I spent nine days (1 and a half of them in the Officers Mess in Cyprus—which included a swimming pool and great grub) with 25 members of BFC, both male and female. And, as a particular bonus, my days were also spent with Jeremy Wilson, the pre-eminent scholar of Lawrence of Arabia, my co-“expert”. We encompassed GARP sites from Amman to Aqaba, from Wadi Rtm to Fasouah to Lissan, and by 4x4s the length and breadth of Rum. We had Jordanian advisors with us, Bedouin guides and many on site, and in hotel, discussions on the 1916-18 Ottoman/Arab campaigns and how they related to the UK military’s experiences in modern day Afghanistan. (It is worth noting that almost all of the BFC group I accompanied had served in Afghanistan or Iraq or both. Most are due back there soon.)
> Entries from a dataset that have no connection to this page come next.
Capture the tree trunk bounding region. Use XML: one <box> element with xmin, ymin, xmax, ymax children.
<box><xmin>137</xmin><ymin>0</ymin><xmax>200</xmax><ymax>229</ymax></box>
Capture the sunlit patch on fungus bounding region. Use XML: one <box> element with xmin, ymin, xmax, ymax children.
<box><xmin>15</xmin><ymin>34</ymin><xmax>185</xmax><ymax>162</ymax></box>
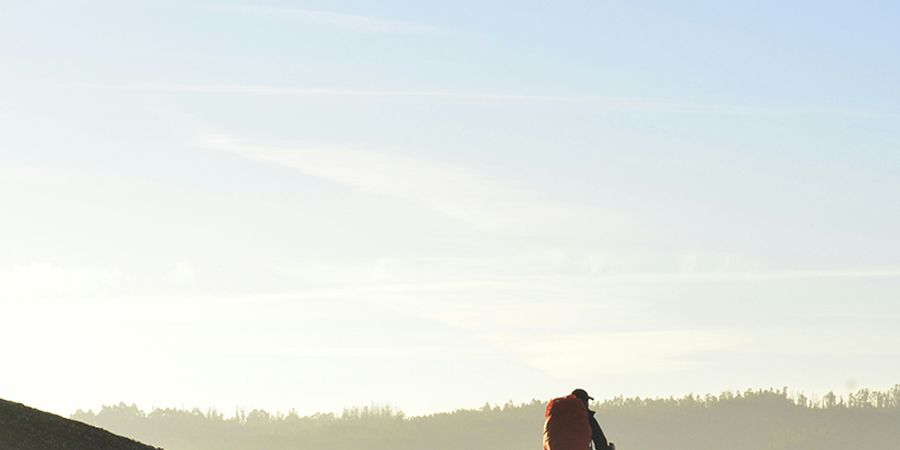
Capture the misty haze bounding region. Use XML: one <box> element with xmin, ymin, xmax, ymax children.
<box><xmin>0</xmin><ymin>0</ymin><xmax>900</xmax><ymax>450</ymax></box>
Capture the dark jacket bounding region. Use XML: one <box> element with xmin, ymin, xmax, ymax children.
<box><xmin>588</xmin><ymin>409</ymin><xmax>609</xmax><ymax>450</ymax></box>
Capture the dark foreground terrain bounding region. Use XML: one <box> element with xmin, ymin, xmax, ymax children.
<box><xmin>0</xmin><ymin>399</ymin><xmax>158</xmax><ymax>450</ymax></box>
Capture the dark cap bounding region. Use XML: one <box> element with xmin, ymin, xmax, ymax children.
<box><xmin>572</xmin><ymin>389</ymin><xmax>594</xmax><ymax>401</ymax></box>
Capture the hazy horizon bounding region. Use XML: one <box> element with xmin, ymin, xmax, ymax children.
<box><xmin>0</xmin><ymin>0</ymin><xmax>900</xmax><ymax>422</ymax></box>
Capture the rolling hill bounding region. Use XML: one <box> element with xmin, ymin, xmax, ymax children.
<box><xmin>0</xmin><ymin>399</ymin><xmax>159</xmax><ymax>450</ymax></box>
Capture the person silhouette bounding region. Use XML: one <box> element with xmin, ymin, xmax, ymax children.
<box><xmin>543</xmin><ymin>388</ymin><xmax>616</xmax><ymax>450</ymax></box>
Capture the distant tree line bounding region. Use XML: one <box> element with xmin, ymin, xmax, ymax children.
<box><xmin>72</xmin><ymin>385</ymin><xmax>900</xmax><ymax>450</ymax></box>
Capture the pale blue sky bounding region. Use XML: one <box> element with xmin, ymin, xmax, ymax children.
<box><xmin>0</xmin><ymin>0</ymin><xmax>900</xmax><ymax>413</ymax></box>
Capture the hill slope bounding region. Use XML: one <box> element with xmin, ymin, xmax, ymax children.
<box><xmin>0</xmin><ymin>399</ymin><xmax>158</xmax><ymax>450</ymax></box>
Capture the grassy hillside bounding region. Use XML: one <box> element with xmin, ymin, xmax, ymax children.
<box><xmin>73</xmin><ymin>385</ymin><xmax>900</xmax><ymax>450</ymax></box>
<box><xmin>0</xmin><ymin>399</ymin><xmax>163</xmax><ymax>450</ymax></box>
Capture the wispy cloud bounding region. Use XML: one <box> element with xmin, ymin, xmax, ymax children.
<box><xmin>196</xmin><ymin>136</ymin><xmax>636</xmax><ymax>240</ymax></box>
<box><xmin>211</xmin><ymin>5</ymin><xmax>446</xmax><ymax>35</ymax></box>
<box><xmin>492</xmin><ymin>331</ymin><xmax>744</xmax><ymax>380</ymax></box>
<box><xmin>49</xmin><ymin>82</ymin><xmax>894</xmax><ymax>117</ymax></box>
<box><xmin>0</xmin><ymin>263</ymin><xmax>121</xmax><ymax>299</ymax></box>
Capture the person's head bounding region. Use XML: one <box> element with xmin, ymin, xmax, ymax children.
<box><xmin>572</xmin><ymin>388</ymin><xmax>594</xmax><ymax>405</ymax></box>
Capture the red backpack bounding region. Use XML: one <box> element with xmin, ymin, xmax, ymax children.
<box><xmin>544</xmin><ymin>395</ymin><xmax>591</xmax><ymax>450</ymax></box>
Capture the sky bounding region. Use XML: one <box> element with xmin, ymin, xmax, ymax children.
<box><xmin>0</xmin><ymin>0</ymin><xmax>900</xmax><ymax>415</ymax></box>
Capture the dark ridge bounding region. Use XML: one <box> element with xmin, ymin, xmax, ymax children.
<box><xmin>0</xmin><ymin>399</ymin><xmax>161</xmax><ymax>450</ymax></box>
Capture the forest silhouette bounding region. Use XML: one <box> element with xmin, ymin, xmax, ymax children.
<box><xmin>72</xmin><ymin>384</ymin><xmax>900</xmax><ymax>450</ymax></box>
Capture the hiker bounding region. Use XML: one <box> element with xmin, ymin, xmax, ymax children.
<box><xmin>544</xmin><ymin>389</ymin><xmax>616</xmax><ymax>450</ymax></box>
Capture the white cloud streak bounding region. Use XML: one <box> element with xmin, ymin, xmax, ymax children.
<box><xmin>50</xmin><ymin>82</ymin><xmax>888</xmax><ymax>116</ymax></box>
<box><xmin>211</xmin><ymin>5</ymin><xmax>446</xmax><ymax>35</ymax></box>
<box><xmin>196</xmin><ymin>136</ymin><xmax>636</xmax><ymax>239</ymax></box>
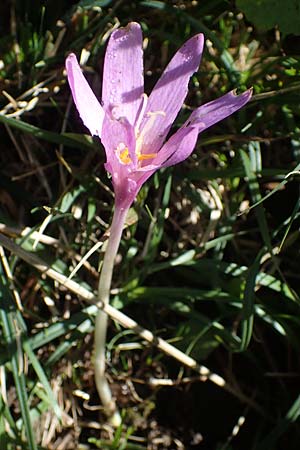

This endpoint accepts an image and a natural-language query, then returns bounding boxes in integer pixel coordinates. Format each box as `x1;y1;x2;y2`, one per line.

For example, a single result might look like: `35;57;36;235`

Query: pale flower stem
95;207;128;426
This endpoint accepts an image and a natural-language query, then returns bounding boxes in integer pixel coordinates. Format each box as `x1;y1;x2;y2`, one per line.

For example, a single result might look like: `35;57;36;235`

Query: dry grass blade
0;234;265;415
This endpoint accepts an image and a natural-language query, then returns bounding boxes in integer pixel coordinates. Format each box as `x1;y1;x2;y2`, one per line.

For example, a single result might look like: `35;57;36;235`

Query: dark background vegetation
0;0;300;450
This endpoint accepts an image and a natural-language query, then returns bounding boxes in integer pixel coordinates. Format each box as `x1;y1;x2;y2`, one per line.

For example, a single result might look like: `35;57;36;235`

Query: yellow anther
116;142;132;165
138;153;157;161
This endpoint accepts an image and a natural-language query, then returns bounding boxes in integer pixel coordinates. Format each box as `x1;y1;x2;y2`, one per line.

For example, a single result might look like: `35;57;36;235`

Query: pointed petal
102;22;144;125
140;34;204;153
66;53;104;136
184;89;252;132
153;126;199;167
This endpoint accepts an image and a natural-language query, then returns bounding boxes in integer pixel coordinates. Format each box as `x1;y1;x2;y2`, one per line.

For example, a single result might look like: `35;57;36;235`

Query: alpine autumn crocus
66;22;251;213
66;22;251;426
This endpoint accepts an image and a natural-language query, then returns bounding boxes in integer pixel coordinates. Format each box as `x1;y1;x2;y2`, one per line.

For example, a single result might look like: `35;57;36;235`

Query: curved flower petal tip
66;53;104;136
188;88;252;132
102;22;144;125
140;34;204;153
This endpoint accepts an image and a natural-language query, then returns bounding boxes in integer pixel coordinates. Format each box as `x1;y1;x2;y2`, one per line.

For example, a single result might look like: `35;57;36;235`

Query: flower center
116;94;166;165
116;142;132;165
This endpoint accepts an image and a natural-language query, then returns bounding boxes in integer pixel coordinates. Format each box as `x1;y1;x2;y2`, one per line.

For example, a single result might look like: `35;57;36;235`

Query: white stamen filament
135;111;166;156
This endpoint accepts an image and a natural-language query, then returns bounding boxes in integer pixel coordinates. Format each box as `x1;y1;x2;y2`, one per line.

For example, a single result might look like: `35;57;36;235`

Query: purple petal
101;114;137;170
140;34;204;153
66;53;104;136
153;126;199;167
102;22;144;125
184;89;252;132
101;114;138;208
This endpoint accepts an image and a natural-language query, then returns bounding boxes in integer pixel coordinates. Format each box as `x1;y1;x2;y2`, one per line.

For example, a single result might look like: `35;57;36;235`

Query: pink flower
66;22;251;208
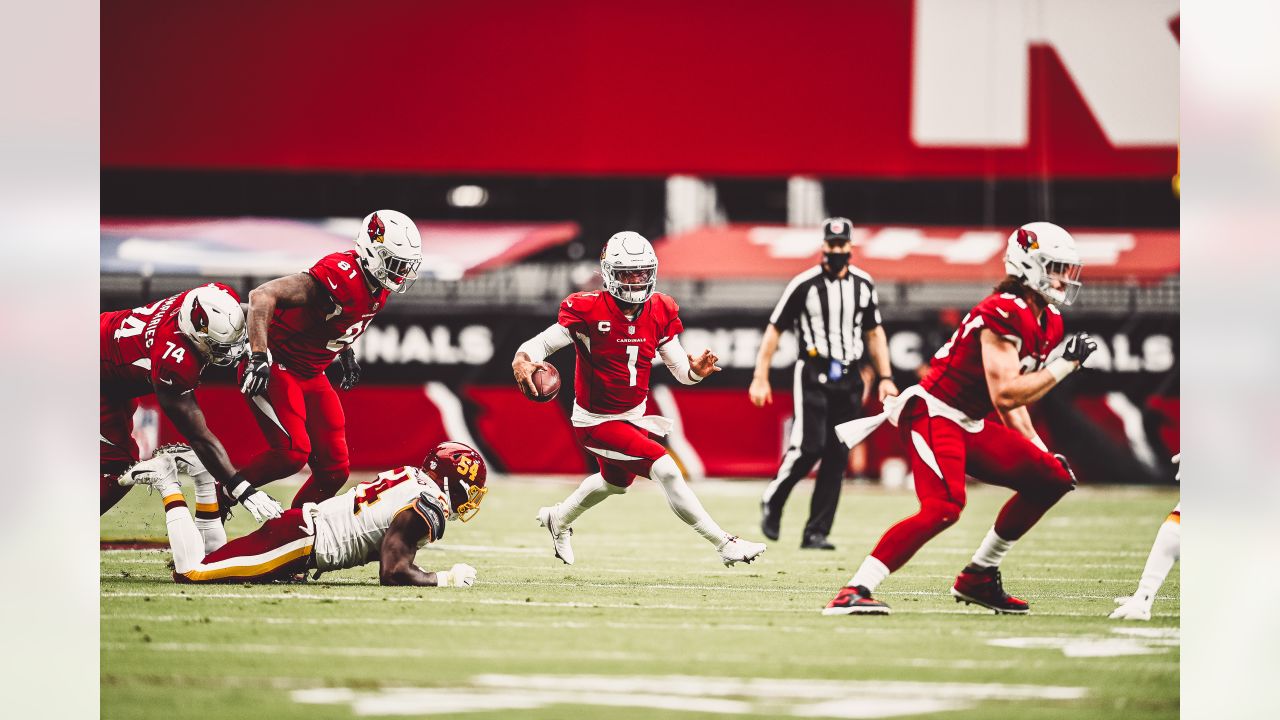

From GARP’s and GWAG’s viewpoint I learnt an inestimable amount. Not just from Jeremy (I expected that), but also from the serving soldiers. They have a view of the terrain, its difficulties/obstructions, military practicalities, and varying insights that I hope to bring to our weeks in Jordan in November. I can honestly say it was a pleasure to learn from a Lance Corporal and a cavalry officer, to mention only two.

On a personal note: I came back to the UK with an entirely different point of view of British service personnel. This is going to sound trite, but….they were insightful, highly disciplined, respectful of our Jordanian hosts, willing to learn, and extremely tolerant of this rather radical arch. And, yes, bloody intelligent. How na├»ve I must have been—thank you tabloid press. Damn good laugh, too! So thank you to Majors M., J., R., C., RAF K., the Colonel and the entire BFC group for one of the most enlightening and enjoyable week’s of my life.

[And I got to do the ubiquitous tour of Petra as well!]

I sincerely hope GARP will be in touch with BFC and Jeremy again in the near future.

David Thorpe
June 2008

PS. So you all don’t think I’ve “sold out”, the BFC plaque I was presented with now resides alongside a Che Guevara candle. The Colonel and Majors had joked about this possibility—it is reality!


Dave is also writing articles on his visit for future publication in Current World Archaeology and the British Army Review.